- Born: 1936 (age 89–90) New Orleans, Louisiana
- Education: Louisiana State University (removed) Xavier University of Louisiana Columbia University (MA)
- Occupations: Speaker; Artist; Educator; Author
- Parent: A. P. Tureaud, Sr.

= A. P. Tureaud Jr. =

African-American speaker, artist, educator, and author

Alexander Pierre Tureaud Jr. (born c. 1936) is an African-American speaker, artist, educator, and author. He is known for being the first black student at Louisiana State University, entering in 1953 after his father, A. P. Tureaud Sr., sued the school. Tureaud Jr. was removed from school by court order after 55 days.

== Biography ==
Born in 1936, Tureaud Jr was raised in New Orleans' Seventh Ward by his mother and his father, the legendary civil rights attorney A. P. Tureaud Sr., who helped overturn segregation and other laws in Louisiana and nationwide.

When Jr. was 17, his father sued for his right to attend LSU. The lawsuit was initially successful, but the school would soon counter with a courtroom move of their own, having Jr. removed from the school by court order.

After his expulsion from LSU, in 1956 the Supreme Court of the United States ruled that the school erred in that it could not legally deny admission based on race or color. Even so, Tureaud graduated from Xavier University of Louisiana and earned an MA degree at Columbia University. In 1962, he taught at White Plains High School. He would later become an administrator.

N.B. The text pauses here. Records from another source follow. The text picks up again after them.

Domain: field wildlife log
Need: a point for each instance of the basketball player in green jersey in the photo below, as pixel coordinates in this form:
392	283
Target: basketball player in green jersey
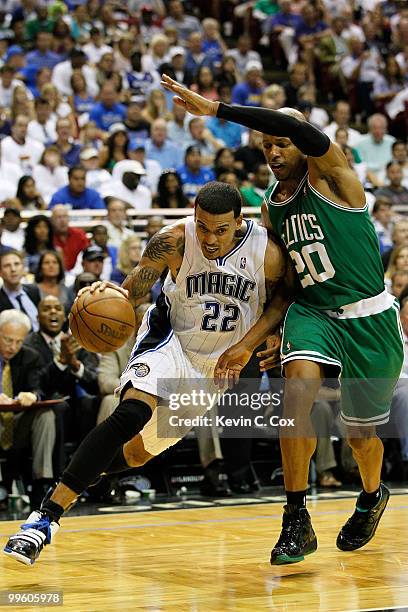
343	320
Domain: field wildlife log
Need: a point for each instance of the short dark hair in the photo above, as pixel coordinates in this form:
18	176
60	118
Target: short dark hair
39	277
74	169
219	198
398	142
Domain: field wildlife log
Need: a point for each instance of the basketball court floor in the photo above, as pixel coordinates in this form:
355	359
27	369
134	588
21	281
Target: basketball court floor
215	559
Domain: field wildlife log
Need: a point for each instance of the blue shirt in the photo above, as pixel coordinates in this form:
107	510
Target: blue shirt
104	117
42	60
192	182
168	156
245	95
29	306
89	198
228	132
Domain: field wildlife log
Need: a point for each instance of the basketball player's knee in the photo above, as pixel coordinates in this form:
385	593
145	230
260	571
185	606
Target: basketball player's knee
129	418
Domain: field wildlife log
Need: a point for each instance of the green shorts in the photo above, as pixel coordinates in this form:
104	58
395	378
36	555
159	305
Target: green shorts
367	351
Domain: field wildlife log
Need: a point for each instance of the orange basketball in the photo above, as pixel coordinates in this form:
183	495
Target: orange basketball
102	321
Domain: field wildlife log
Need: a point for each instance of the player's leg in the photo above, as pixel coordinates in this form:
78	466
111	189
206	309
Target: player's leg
297	539
93	457
361	527
367	390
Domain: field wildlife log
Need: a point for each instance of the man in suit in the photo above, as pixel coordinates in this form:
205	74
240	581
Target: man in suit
14	295
31	428
66	369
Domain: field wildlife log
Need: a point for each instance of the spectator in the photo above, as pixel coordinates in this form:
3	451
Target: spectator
254	194
81	101
125	185
68	149
95	176
111	367
243	54
201	137
170	192
42	128
136	126
129	256
204	83
139	81
156	55
62	73
49	276
341	118
68	240
38	238
249	156
137	152
108	111
71	370
176	66
248	93
33	429
398	262
297	78
116	148
76	194
394	190
12	234
399	281
13	294
375	147
42	56
184	24
382	218
116	222
160	148
19	148
192	174
96	46
28	195
50	174
156	106
92	260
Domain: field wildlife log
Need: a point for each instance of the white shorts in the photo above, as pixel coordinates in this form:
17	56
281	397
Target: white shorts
159	366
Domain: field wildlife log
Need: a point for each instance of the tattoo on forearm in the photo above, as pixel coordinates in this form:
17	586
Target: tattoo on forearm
161	245
141	281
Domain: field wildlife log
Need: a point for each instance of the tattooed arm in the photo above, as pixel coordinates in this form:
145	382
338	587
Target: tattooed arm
164	250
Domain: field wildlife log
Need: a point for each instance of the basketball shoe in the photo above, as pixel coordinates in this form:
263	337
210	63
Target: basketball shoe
362	525
297	537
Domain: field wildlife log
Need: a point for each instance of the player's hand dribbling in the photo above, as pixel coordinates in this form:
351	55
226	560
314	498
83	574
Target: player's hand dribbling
230	364
102	285
270	357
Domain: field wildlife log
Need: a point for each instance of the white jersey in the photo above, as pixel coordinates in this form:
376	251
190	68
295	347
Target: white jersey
213	303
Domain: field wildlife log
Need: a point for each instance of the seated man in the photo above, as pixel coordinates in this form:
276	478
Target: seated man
67	369
34	428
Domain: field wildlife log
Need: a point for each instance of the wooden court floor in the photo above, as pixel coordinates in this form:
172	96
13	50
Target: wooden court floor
215	560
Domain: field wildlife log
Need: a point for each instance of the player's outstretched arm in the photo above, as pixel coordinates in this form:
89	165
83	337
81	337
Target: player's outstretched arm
164	250
305	136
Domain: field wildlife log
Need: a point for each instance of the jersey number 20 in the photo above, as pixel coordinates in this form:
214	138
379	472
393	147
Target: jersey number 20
304	260
210	321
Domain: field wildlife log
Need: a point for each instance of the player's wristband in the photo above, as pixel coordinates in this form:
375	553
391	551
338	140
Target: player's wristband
305	136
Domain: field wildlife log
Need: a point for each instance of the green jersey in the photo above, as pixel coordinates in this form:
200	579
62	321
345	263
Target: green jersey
335	250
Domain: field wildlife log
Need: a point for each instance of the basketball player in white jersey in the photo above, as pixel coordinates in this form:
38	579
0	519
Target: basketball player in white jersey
221	271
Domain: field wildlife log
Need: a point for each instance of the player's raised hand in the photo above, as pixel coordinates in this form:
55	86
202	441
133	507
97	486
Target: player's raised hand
191	101
271	355
230	364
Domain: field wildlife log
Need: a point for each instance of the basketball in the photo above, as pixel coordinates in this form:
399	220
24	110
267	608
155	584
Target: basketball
102	321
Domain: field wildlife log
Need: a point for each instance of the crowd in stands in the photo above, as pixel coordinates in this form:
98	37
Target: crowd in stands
85	125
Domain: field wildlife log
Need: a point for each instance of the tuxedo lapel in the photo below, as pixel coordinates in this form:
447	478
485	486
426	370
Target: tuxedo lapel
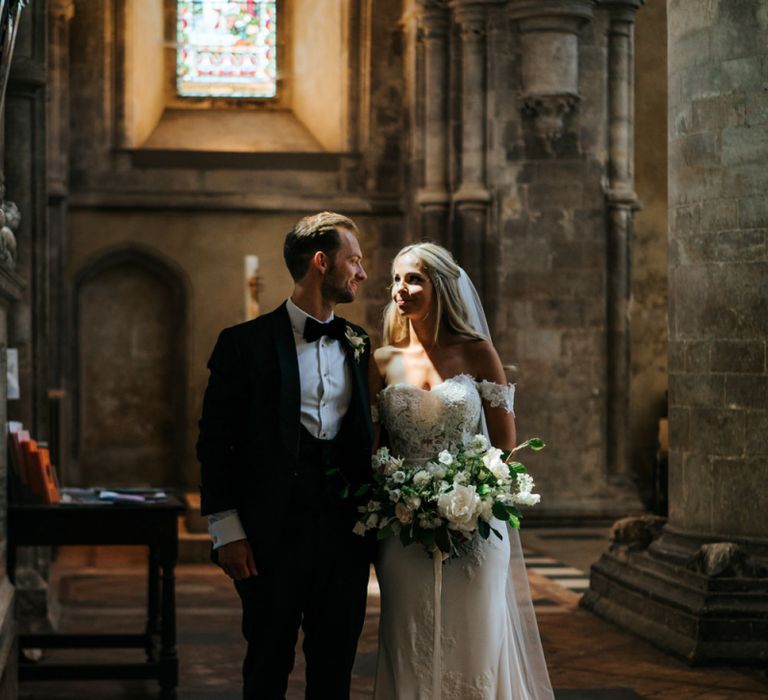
289	383
359	388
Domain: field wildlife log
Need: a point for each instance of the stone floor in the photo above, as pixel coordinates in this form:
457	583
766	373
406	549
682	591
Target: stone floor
588	658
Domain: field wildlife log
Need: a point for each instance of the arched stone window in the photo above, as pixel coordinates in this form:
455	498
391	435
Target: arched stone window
226	48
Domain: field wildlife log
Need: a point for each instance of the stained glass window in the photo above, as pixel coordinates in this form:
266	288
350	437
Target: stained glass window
226	48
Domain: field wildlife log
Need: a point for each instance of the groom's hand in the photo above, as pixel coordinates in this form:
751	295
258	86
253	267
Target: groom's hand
236	558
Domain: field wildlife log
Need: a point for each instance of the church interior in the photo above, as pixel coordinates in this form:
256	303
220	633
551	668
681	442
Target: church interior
598	167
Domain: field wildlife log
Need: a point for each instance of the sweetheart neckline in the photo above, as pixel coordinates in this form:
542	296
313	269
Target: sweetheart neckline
431	389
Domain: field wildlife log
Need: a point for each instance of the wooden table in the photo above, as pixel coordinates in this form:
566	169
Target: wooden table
153	524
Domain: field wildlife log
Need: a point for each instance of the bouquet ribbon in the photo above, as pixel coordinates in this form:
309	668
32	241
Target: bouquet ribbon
437	558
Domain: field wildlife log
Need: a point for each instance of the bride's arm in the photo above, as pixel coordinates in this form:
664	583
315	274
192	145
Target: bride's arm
375	385
499	417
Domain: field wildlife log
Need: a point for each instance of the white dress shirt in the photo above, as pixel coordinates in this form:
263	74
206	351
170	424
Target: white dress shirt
326	391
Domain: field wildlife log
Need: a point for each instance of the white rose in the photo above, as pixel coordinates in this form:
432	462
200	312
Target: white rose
403	514
485	511
527	499
421	478
479	442
413	502
459	507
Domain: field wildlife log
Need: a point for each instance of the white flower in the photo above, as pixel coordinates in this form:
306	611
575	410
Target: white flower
429	521
421	478
356	341
479	442
413	502
485	511
492	459
459	507
393	465
462	477
437	470
403	514
527	499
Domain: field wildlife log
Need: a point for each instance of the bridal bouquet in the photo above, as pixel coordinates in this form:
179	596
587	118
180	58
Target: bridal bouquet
443	502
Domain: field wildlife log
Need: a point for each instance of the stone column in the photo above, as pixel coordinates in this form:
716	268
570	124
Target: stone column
549	38
60	14
472	197
621	204
699	587
434	197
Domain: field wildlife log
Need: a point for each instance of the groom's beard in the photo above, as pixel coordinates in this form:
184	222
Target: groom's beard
335	287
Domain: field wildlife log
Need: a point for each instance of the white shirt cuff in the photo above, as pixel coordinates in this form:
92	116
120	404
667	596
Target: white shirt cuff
225	527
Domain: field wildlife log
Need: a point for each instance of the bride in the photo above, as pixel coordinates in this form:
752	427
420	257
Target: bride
437	381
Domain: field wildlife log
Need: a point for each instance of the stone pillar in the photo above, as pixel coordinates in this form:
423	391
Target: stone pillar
699	587
60	14
621	203
433	198
549	38
472	197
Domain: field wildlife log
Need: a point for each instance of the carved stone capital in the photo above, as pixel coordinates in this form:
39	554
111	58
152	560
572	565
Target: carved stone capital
548	113
10	218
61	10
551	15
622	9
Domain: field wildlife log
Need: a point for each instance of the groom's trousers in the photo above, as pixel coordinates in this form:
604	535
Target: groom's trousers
315	580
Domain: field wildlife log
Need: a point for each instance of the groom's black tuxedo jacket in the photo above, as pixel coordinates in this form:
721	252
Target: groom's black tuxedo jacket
248	444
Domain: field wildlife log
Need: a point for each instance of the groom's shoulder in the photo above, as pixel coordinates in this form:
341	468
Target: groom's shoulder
254	328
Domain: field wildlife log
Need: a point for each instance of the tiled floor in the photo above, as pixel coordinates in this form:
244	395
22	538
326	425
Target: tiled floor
588	659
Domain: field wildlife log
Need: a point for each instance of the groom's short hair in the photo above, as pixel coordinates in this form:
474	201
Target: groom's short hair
311	234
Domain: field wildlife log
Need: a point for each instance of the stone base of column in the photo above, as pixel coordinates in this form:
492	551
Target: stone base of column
696	597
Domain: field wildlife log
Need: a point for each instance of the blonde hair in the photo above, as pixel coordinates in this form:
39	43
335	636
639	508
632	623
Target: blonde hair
438	264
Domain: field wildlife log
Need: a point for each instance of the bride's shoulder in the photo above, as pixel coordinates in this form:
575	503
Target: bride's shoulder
480	357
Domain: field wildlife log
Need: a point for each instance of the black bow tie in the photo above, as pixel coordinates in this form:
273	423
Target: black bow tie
314	330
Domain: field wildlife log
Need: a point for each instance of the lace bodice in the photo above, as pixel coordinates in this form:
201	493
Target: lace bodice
422	422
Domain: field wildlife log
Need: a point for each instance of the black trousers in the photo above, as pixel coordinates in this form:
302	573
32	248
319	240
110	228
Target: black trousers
318	582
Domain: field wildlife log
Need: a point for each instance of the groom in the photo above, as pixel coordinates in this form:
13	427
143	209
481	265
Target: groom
285	429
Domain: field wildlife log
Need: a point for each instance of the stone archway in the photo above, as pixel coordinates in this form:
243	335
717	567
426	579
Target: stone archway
130	359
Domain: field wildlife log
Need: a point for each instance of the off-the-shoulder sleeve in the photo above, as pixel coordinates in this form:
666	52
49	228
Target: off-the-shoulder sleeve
498	395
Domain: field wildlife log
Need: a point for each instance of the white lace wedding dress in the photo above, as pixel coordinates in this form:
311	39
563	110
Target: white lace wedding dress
490	647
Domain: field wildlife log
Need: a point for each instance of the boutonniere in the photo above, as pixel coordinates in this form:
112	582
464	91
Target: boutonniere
356	341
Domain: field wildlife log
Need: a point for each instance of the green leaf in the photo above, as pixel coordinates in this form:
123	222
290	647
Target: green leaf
500	510
406	536
536	444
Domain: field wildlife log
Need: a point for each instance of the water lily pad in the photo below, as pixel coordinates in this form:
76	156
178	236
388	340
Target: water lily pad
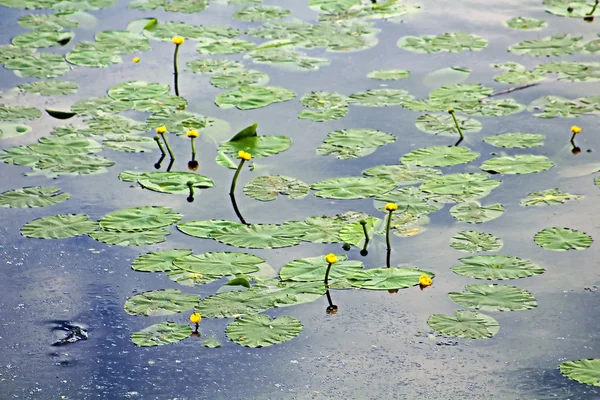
443	124
465	324
380	97
474	242
548	197
160	302
582	371
34	196
59	226
489	297
556	45
258	236
260	13
50	88
494	267
260	331
389	74
250	97
354	143
526	23
387	278
562	239
158	261
519	164
161	334
439	156
474	213
268	187
139	218
352	187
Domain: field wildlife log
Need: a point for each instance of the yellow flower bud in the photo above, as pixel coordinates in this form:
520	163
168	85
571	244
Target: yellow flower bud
331	258
195	318
391	207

He received an honorary degree from LSU 58 years after his expulsion, in 2011. That same year, Tureaud and Rachel L. Emanuel wrote A More Noble Cause: A. P. Tureaud and the Struggle for Civil Rights in Louisiana, A Personal Biography, which covered his father's more than four decades of efforts for civil rights.

==Personal life==
In 1960, Tureaud married Faye Frances Darensbourg in Baton Rouge, Louisiana at St Francis Xavier Catholic Church. They later resided in Connecticut with their two sons and two grandchildren.